I appreciate President Joe Biden’s public announcements and personal display of support for Israel since Hamas invaded Israel on Oct. 7 and the slaughter of 1,200 people and the kidnapping of 240 others. His 24-hour, drop-in visit to Israel stunned many Israelis and American Jews who have watched America’s decline as a positive force in the Mideast; his statements of solidarity with Israel and Jews around the world struggle with the aftermath of the massacre and hostage-taking were most welcome. The movement of two U.S. Navy aircraft carrier strike groups to the eastern Mediterranean was a clear signal to Iran via Hezbollah that the Biden administration has our Israel’s back.
But not all government employees are happy with Biden’s and Secretary of State Antony Blinken’s support of Israel. One, Josh Paul, the director of congressional and public affairs at the Bureau of Political-Military Affairs, resigned, as The Wall Street Journal reported, because “he could not work in support of a set of major policy decisions—including ‘rushing more arms to one side of the conflict’—that he believes to be ‘shortsighted, destructive, unjust and contradictory to the very values that we publicly espouse.’” Thank you for your service, Mr. Paul; don’t let the door hit you on the way out.
Other State Department employees organized a “dissent cable,” a document that allows criticism of American policy that goes via a protected internal channel to the department’s leaders. In other words, it’s a way for entrenched bureaucrats, who cannot be fired, to protest decisions made by appointed officials. Perhaps they should follow Mr. Paul out the door, but principles only go so far when you know your job is protected by union rules.
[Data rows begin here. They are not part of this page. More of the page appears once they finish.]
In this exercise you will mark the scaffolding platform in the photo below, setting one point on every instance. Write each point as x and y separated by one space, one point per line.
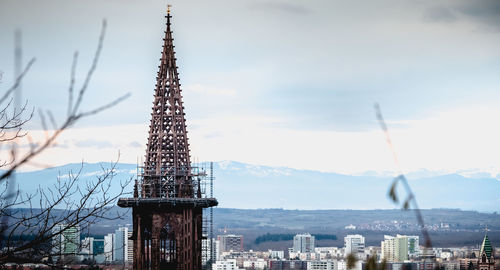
168 202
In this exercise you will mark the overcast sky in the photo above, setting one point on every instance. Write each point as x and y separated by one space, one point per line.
288 83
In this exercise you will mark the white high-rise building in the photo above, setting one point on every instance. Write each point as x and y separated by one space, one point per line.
354 244
413 246
66 243
121 245
230 242
321 265
303 243
229 264
130 248
87 248
108 246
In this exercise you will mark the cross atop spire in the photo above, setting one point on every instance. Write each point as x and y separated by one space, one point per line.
167 170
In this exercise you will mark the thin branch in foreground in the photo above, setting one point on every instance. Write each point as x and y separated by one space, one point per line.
410 199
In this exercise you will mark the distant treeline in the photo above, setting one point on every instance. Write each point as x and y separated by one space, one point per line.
275 237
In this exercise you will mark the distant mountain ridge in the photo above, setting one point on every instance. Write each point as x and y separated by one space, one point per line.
246 186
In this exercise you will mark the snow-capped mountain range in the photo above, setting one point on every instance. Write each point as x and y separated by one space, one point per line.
240 185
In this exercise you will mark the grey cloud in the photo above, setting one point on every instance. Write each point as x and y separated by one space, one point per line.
483 12
439 14
135 144
281 7
94 143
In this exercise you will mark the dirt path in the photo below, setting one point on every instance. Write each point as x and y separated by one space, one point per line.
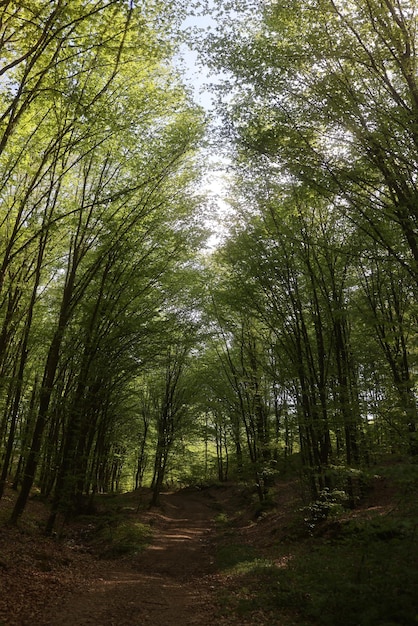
167 584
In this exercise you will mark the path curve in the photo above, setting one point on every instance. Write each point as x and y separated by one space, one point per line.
166 585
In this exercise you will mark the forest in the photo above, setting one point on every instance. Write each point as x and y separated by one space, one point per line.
133 353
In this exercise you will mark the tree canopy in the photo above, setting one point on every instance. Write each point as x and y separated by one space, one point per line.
128 352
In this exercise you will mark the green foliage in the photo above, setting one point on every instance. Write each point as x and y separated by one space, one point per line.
123 538
366 575
329 504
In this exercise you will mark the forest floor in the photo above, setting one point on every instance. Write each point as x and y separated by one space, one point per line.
209 556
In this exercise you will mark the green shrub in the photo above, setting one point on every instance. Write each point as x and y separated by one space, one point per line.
124 539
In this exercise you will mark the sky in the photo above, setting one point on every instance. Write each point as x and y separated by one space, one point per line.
215 182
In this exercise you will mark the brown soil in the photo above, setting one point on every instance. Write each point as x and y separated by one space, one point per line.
172 582
61 583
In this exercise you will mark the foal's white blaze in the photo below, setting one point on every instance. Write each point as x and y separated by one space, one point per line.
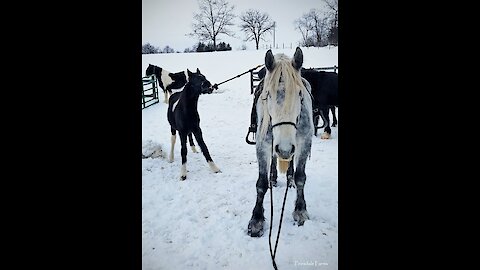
173 139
Now that the president and secretary of state have weighed in on the Hamas war, I have to ask, where is the Department of Justice under Attorney General Merrick Garland in all of this? From where I sit, it’s missing in action. There are American hostages in Gaza, and their lives at risk. Why isn’t the United States involved? Why isn’t the DOJ not using existing laws to protect Americans being held by Hamas?
You may be surprised to learn that U.S. laws allow for the prosecution in the United States of crimes against Americans that have been committed overseas. Other laws address the deaths of Americans overseas as a result of state-sponsored terrorism and the rights granted to American citizens to use U.S. courts to bring the perpetrators to justice, as I did with Iran following the 1995 murder of my daughter Alisa. This power is found in the U.S. Code’s criminal and civil law provisions. One of those provisions is relevant to the war with Hamas because it addresses hostage-taking.
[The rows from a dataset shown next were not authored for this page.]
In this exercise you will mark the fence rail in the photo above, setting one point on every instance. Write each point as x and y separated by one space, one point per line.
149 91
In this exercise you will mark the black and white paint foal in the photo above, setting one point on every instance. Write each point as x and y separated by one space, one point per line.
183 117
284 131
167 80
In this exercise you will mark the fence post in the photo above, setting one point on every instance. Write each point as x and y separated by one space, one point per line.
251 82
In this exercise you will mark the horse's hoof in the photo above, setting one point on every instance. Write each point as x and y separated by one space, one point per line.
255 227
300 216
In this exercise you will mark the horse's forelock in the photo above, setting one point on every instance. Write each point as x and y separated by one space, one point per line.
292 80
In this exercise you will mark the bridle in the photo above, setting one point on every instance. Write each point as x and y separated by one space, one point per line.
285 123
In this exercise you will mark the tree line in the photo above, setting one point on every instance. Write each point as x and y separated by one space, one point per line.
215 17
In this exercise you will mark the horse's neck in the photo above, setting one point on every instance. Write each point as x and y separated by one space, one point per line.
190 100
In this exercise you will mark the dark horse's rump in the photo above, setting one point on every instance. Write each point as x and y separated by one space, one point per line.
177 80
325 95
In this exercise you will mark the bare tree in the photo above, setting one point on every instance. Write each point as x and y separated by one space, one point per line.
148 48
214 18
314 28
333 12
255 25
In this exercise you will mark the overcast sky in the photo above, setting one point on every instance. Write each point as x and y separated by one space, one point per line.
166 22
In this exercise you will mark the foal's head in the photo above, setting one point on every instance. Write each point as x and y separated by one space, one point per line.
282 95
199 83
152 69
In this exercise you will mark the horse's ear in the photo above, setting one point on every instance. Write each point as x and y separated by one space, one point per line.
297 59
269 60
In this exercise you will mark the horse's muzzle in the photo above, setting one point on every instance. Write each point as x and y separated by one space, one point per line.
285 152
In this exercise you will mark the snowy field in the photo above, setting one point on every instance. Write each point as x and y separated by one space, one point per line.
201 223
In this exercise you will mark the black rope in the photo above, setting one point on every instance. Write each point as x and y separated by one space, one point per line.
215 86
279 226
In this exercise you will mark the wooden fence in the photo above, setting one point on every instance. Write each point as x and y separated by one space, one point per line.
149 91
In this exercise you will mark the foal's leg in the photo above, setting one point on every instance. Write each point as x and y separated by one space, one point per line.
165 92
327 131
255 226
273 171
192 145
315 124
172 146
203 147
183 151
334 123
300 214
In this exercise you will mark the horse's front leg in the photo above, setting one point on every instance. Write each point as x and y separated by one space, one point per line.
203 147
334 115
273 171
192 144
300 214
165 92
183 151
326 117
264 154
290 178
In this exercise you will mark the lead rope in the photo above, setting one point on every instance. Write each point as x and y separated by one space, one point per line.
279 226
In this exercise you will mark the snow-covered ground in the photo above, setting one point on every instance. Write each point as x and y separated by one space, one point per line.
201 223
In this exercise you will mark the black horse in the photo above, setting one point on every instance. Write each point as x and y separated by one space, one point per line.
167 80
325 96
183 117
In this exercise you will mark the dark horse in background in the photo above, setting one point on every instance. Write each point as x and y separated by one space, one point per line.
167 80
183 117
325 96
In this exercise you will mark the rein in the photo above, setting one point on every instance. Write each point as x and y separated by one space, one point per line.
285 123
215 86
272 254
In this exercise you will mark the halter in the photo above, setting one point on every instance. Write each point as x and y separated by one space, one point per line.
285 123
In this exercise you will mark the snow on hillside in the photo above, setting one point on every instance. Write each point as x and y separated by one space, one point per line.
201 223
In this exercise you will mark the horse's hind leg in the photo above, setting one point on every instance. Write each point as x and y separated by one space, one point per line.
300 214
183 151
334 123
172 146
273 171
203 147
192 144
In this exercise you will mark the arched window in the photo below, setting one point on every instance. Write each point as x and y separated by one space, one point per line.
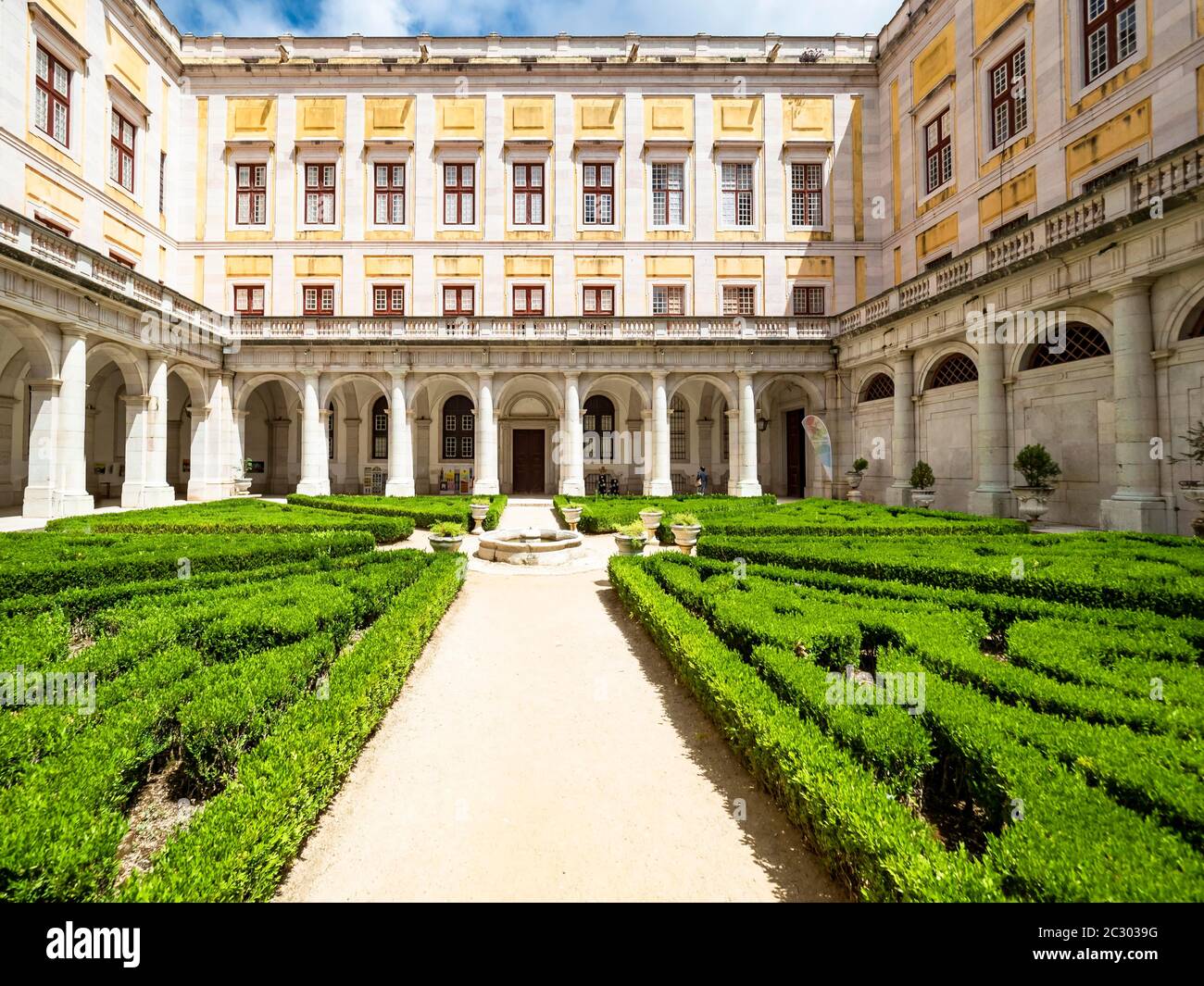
597 429
878 388
458 428
1082 343
381 429
952 369
679 432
Title 18 USC Sec. 1203 deals with hostages and says in pertinent parts that “whoever … seizes or detains and threatens to kill, to injure, or to continue to detain another … in order to compel … a governmental organization to do or abstain from doing any act as an explicit or implicit condition for the release of the person detained, or attempts or conspires to do so, shall be punished by imprisonment for any term of years or for life and, if the death of any person results, shall be punished by death or life imprisonment.”
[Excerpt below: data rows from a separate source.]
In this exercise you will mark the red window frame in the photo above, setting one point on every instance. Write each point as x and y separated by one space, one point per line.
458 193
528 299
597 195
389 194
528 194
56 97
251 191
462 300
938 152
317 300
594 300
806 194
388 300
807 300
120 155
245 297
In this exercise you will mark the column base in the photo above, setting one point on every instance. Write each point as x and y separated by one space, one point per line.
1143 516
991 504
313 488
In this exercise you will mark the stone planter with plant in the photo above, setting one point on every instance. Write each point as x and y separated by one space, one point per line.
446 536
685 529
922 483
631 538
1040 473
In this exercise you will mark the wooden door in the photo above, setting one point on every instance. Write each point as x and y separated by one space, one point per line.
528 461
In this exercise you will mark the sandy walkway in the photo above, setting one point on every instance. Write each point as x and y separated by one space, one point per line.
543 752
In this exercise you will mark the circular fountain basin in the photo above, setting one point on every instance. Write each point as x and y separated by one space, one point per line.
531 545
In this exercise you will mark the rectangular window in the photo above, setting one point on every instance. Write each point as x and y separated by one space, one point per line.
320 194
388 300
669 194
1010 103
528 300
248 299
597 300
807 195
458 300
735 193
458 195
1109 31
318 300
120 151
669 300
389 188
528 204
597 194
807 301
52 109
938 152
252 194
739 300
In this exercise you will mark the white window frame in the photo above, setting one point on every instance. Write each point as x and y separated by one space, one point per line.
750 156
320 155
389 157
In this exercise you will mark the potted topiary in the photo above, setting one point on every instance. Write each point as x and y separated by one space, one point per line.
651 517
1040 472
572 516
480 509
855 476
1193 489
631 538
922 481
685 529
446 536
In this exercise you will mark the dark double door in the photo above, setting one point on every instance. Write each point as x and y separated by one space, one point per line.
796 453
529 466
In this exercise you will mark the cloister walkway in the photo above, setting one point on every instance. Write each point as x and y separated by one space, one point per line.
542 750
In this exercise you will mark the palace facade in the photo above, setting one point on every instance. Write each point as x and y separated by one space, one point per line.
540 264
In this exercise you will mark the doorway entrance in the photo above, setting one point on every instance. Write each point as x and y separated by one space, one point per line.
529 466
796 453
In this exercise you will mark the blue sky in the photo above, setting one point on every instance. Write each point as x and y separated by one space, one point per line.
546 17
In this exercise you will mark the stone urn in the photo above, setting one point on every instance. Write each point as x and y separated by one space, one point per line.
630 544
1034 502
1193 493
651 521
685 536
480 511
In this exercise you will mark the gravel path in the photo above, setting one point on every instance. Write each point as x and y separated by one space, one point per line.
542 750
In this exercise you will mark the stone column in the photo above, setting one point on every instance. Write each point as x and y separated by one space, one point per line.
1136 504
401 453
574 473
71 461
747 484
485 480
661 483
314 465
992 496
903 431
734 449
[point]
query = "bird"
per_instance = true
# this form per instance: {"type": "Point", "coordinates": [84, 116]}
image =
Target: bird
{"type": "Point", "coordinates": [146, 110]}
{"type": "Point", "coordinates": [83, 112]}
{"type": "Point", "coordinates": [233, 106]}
This law clearly applies today as at least 10 American citizens are held captive in Gaza.
It is clear that the “whoever” cited in the statute is those members of Hamas who actually participated in the attacks and those who “conspire”—namely, the Hamas leadership: Ismail Haniyeh, safely ensconced in Qatar, a U.S. ally; Marwan Issa, the leader of Hamas in Gaza; and Yahya Sinwar, a Hamas senior leader who plays a significant role in the terrorist organization’s military and strategic operations. And, of course, let’s not leave out the ever-elusive Mohammed Deif, who heads the military wing of Hamas through its Izz ad-Din al-Qassam Brigades.
You may recall then-President Bill Clinton’s 1996 promise to the family of Nachshon Wachsman—an American citizen who was kidnapped and then murdered by Hamas in 1994—that he would bring Mohammed Deif, the mastermind of the kidnapping, to justice. It never happened, and now, almost 30 years later, Deif is still free to murder and take hostages.
Biden’s supportive statements and military posturing must also be backed up by the might of the US justice system. Indictments of Haniyeh, Issa, Sinwar and Deif will send a message. Getting Haniyeh out of Qatar may not be easy because there is no extradition treaty between the United States and Qatar, but Washington has other means to pressure the Qataris if the will is there. And indictments should give pause to Turkey and any other Mideast country that may consider providing a safe haven for these vicious thugs.
The United States has the tools to fight Hamas, but they have to be used. What do you say, Attorney General Garland?